Manufacturers and retailers looking for a new hook for their products couldn't ask for one more popular than "green consumerism," according to recent opinion polls that show more than half of adult Americans purchase or avoid products based on environmental concerns.
But participants at a conference on "environmental shopping" at the downtown Hyatt Hotel yesterday warned that there are pitfalls as well as opportunities in trying to capitalize on the public's growing concern for environmental issues.
Companies that make outrageous claims in the name of environmentalism might find the Federal Trade Commission asking them questions, said Michael Dershowitz, senior attorney with the FTC's advertising practices division.
But companies can lean toward the green in a number of ways that save them money and earn the loyalty of environmentally conscious shoppers, according to participants at the second annual Environmental Shopping Conference, which was sponsored by the Environmental Protection Agency and the Pennsylvania Resources Council.
According to a report by the EPA, the number of "green" consumers is growing:
* An April 1990 CBS/New York Times poll showed 74 percent of Americans said that the environment must be protected regardless of cost, up from 45 percent in 1981.
* An October 1989 Gallup poll showed that 72 percent of respondents would prefer to purchase food and beverages packaged in recyclable containers, up from 54 percent a year earlier.
* And in July 1989, the Michael Peters Group reported that 78 percent of Americans said they would pay more for environmentally responsible products.
Recent events show that companies read those polls and respond to what they hear from consumers. McDonald's Corp. agreed to switch from polystyrene to paper wrapping for its hamburgers; the three major American tuna fish processors announced that they would stop buying fish caught in nets that kill dolphins; and Procter & Gamble introduced a concentrated fabric softener in a refillable container.
Those companies didn't act out of any overriding concern for the environment, said James Benfield, executive director of the Committee for Environmentally Effective Packaging. "They are reacting to pressure from consumers, even threats of lawsuits."
In Procter & Gamble's case, the company managed to introduce a product that cost less to produce because it used less packaging. Likewise, a compact disc maker could save packaging costs by putting discs in smaller boxes.
But simply calling one's products "environmentally sound" might prove counterproductive.
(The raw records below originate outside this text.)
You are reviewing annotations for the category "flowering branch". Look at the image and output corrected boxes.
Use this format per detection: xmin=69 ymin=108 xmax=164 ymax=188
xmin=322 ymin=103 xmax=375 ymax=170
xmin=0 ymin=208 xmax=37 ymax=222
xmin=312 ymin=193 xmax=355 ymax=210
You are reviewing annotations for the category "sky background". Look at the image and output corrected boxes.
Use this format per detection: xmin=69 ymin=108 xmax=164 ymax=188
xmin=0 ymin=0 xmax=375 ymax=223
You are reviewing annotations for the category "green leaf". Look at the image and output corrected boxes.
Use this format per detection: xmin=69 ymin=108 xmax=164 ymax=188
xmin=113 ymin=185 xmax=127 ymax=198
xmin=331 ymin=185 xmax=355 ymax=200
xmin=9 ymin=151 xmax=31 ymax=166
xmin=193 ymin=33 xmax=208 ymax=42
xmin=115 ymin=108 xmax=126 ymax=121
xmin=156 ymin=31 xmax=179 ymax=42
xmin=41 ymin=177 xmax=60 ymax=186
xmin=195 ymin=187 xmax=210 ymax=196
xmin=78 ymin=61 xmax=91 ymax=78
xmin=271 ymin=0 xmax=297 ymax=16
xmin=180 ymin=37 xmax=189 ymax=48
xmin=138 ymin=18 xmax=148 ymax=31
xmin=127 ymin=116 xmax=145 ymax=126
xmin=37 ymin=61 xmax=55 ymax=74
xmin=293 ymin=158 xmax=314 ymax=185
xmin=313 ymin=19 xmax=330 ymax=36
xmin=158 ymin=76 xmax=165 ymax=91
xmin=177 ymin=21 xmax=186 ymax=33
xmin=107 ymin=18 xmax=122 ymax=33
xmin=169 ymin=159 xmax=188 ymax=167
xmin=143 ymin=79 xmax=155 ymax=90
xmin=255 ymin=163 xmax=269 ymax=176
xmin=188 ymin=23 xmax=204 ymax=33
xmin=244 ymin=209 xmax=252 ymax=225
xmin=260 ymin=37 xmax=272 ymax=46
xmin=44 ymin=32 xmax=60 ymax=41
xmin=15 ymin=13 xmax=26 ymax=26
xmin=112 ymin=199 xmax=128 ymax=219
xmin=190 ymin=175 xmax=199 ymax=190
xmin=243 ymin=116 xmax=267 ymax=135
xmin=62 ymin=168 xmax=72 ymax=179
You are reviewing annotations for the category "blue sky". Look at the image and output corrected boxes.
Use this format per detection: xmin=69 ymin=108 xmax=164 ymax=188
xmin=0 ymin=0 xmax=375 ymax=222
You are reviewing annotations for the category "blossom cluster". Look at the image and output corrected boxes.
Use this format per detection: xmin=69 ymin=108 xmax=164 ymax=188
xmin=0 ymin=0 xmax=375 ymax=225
The FTC will want to know, for instance, if the claim can be substantiated, what "biodegradable" means and under what conditions the product will break down, and what "ozone friendly" means, Mr. Dershowitz said.
"If you made the product better, say you made it better, don't say you made it harmless," he cautioned.
And Hannah Holmes, of Garbage magazine, admonished businesses not to add to the world's pollution problems by taking up more supermarket shelf space with products that require more packaging and then trumpeting their newfound environmentalism in national ads.
Jay Letto, an environmental consultant, cited a recent Roper poll showing that 65 percent of respondents said they had seen "green" labels on products, but more than half said they didn't believe the claims.
General Motors Corp.'s ad about preserving the nation's wetlands concluded with the notion that GM's Chevy S-10 Blazer "takes to wetlands like a duck to water," he noted. And the Chemical Manufacturers Association raised $50 million from its members to launch a nationwide ad campaign to dispel the public's "misperceptions about toxic waste."
"Why not spend the money on research into reducing waste?" Mr. Letto asked.